De casterhoek wordt voor elke wagen bepaald en vastgelegd om de band in een bocht een zo groot mogelijk contactvlak te geven met het wegdek. Als het verschil tussen de casterhoeken van uw voorwielen te groot is, zal uw wagen duidelijk naar één kant trekken.
De sporing is het verschil in afstand tussen de voor- en achterkant van de twee wielen van eenzelfde as. Het voertuig wordt bekeken van bovenaf. Toespoor of uitspoor beïnvloeden de wegligging van de wagen in de bochten.
Toespoor betekent dat de voorkanten van de banden dichter bij elkaar liggen.
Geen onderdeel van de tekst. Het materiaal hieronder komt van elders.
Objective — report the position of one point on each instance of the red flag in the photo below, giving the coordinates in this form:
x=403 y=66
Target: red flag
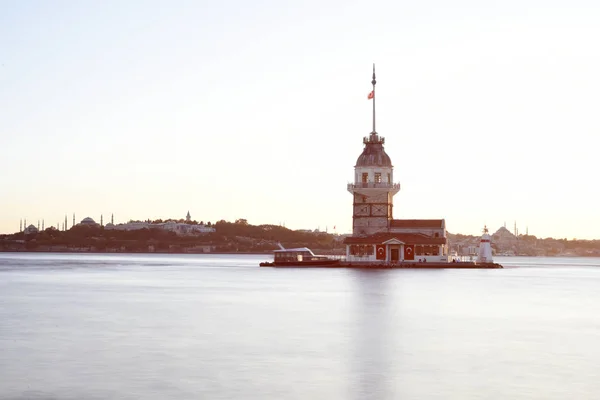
x=380 y=252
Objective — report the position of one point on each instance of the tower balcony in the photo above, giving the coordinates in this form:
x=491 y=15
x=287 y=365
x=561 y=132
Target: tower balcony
x=374 y=187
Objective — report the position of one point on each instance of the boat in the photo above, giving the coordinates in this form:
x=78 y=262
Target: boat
x=299 y=257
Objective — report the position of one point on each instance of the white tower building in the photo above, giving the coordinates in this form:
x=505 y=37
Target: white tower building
x=485 y=248
x=373 y=188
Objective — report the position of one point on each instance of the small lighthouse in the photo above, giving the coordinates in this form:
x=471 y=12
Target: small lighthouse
x=485 y=248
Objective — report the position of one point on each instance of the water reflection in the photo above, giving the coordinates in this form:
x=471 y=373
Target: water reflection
x=372 y=340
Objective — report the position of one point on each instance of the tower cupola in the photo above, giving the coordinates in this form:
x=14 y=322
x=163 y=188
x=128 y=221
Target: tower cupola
x=373 y=188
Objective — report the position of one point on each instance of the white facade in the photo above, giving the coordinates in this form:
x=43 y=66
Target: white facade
x=485 y=248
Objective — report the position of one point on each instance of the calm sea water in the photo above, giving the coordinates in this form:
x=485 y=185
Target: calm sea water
x=78 y=326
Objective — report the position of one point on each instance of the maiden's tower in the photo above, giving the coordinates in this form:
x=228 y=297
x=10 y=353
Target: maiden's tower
x=376 y=236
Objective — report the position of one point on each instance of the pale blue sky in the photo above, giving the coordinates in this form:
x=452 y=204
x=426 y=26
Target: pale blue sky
x=256 y=110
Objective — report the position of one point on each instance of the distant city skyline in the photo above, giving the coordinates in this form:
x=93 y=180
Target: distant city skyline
x=257 y=111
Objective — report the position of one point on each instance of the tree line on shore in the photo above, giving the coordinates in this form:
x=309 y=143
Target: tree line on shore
x=238 y=236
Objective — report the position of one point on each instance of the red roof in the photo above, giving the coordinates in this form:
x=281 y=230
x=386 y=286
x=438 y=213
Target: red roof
x=417 y=223
x=408 y=238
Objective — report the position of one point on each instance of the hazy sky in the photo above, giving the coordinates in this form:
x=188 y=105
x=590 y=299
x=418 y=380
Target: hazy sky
x=257 y=110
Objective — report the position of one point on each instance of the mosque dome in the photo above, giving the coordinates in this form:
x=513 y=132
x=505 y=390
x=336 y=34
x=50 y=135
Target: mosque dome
x=373 y=154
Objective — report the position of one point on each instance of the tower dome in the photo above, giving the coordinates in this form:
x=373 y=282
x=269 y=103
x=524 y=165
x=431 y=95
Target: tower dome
x=373 y=154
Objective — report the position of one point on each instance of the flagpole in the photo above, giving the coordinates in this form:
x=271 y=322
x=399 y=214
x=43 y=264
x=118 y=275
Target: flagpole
x=374 y=82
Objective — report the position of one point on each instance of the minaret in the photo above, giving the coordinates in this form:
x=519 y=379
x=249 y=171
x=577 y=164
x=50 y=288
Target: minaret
x=373 y=188
x=485 y=248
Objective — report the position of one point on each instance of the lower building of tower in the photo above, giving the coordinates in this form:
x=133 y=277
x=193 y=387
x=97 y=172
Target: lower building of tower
x=376 y=236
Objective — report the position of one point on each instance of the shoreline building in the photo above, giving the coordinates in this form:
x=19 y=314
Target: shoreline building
x=181 y=229
x=376 y=236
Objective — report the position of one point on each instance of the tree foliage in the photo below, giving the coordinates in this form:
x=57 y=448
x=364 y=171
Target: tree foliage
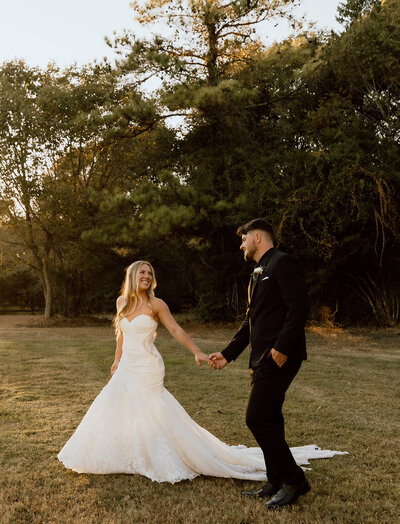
x=304 y=132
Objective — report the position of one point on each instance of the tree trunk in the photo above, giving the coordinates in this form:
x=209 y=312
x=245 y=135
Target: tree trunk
x=47 y=291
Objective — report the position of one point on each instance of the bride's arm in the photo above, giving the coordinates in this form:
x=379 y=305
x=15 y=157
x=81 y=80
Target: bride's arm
x=161 y=309
x=118 y=349
x=118 y=353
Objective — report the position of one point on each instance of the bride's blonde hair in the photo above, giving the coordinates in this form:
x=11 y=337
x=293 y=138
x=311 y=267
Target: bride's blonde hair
x=130 y=291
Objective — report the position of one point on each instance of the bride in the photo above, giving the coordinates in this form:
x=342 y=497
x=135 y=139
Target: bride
x=135 y=425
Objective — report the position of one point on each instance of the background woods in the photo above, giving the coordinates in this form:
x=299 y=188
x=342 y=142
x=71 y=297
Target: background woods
x=305 y=132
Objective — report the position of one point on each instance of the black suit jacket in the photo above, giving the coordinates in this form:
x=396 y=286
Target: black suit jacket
x=276 y=312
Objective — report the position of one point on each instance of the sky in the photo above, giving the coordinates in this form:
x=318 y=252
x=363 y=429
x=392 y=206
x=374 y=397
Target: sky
x=68 y=31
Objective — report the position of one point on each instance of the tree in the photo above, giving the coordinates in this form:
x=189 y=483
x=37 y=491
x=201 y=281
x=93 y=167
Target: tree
x=62 y=133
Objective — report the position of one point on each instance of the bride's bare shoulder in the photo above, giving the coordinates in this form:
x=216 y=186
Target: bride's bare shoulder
x=121 y=301
x=158 y=304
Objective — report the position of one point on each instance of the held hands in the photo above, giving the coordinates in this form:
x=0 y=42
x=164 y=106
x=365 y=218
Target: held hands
x=200 y=357
x=217 y=361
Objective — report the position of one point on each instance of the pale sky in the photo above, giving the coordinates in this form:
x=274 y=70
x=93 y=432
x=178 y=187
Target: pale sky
x=67 y=31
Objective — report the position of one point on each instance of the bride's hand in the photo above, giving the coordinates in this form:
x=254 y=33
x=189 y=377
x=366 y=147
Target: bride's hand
x=200 y=357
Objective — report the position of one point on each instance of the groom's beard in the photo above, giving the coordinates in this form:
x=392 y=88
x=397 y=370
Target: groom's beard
x=249 y=255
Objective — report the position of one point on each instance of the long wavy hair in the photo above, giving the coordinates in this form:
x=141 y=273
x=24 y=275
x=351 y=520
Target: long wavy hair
x=130 y=292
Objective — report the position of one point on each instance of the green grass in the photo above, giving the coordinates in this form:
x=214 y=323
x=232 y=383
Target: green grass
x=345 y=397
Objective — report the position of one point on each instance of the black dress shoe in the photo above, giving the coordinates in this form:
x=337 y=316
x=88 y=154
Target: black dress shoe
x=266 y=491
x=288 y=494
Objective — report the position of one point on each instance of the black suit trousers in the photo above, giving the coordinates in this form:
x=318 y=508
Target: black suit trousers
x=265 y=420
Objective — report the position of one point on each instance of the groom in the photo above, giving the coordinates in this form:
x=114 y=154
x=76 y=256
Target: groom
x=274 y=329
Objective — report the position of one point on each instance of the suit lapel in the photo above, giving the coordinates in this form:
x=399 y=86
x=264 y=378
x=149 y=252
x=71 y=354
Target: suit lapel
x=253 y=284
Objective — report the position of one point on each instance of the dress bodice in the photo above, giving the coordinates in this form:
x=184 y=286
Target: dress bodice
x=138 y=335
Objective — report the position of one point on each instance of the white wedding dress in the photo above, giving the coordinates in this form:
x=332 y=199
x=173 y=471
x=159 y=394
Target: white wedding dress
x=136 y=426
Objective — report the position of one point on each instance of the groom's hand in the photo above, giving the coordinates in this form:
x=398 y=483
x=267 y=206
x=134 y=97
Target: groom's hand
x=279 y=358
x=217 y=361
x=201 y=357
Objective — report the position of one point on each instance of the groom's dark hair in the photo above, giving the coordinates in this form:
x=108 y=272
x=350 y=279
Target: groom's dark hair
x=257 y=223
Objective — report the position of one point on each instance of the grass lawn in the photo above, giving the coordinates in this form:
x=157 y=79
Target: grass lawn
x=346 y=397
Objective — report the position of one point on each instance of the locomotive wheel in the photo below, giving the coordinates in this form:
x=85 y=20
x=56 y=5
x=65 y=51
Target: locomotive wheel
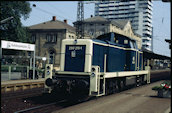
x=121 y=85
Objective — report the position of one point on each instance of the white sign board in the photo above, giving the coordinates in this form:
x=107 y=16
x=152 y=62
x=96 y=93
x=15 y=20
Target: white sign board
x=17 y=45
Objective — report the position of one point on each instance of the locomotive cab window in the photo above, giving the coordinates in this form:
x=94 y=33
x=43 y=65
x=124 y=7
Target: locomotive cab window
x=132 y=44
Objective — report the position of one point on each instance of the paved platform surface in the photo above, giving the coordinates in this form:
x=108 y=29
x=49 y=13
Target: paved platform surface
x=21 y=81
x=139 y=100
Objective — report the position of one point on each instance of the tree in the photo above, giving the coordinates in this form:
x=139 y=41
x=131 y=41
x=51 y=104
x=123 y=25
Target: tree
x=13 y=30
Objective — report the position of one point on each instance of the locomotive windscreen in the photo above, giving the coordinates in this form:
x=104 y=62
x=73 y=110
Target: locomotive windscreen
x=75 y=58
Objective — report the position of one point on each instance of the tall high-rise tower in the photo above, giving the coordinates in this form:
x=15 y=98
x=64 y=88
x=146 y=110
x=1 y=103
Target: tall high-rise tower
x=137 y=11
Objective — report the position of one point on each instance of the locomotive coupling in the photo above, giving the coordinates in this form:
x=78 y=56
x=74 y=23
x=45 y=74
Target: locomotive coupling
x=50 y=82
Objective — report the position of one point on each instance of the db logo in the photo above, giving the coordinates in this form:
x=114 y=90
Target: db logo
x=8 y=45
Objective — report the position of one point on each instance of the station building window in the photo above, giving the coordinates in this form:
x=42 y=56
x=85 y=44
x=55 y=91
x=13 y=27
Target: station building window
x=51 y=37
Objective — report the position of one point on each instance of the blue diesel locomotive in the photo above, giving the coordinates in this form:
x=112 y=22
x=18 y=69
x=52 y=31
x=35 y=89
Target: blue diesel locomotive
x=95 y=67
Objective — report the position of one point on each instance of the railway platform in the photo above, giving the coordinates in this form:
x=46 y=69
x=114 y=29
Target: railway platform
x=138 y=100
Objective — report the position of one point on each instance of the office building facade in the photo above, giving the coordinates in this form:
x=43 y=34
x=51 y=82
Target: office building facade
x=138 y=12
Toespoor veroorzaakt onderstuur in de bochten. Teveel toespoor veroorzaakt snellere slijtage, te beginnen aan de buitenzijde.
Uitspoor betekent dat de achterkanten van de banden dichter bij elkaar liggen. Uitspoor veroorzaakt overstuur in de bochten en geeft het gevoel dat de wagen de bocht “inglijdt”. Als het uitspoor te groot is, begint de band te verslijten aan de binnenzijde.
Deze slijtage is typisch. Er ontstaat een rubberopstroping op het loopvlak van de band die u kunt voelen als u hier met uw hand overheen strijkt.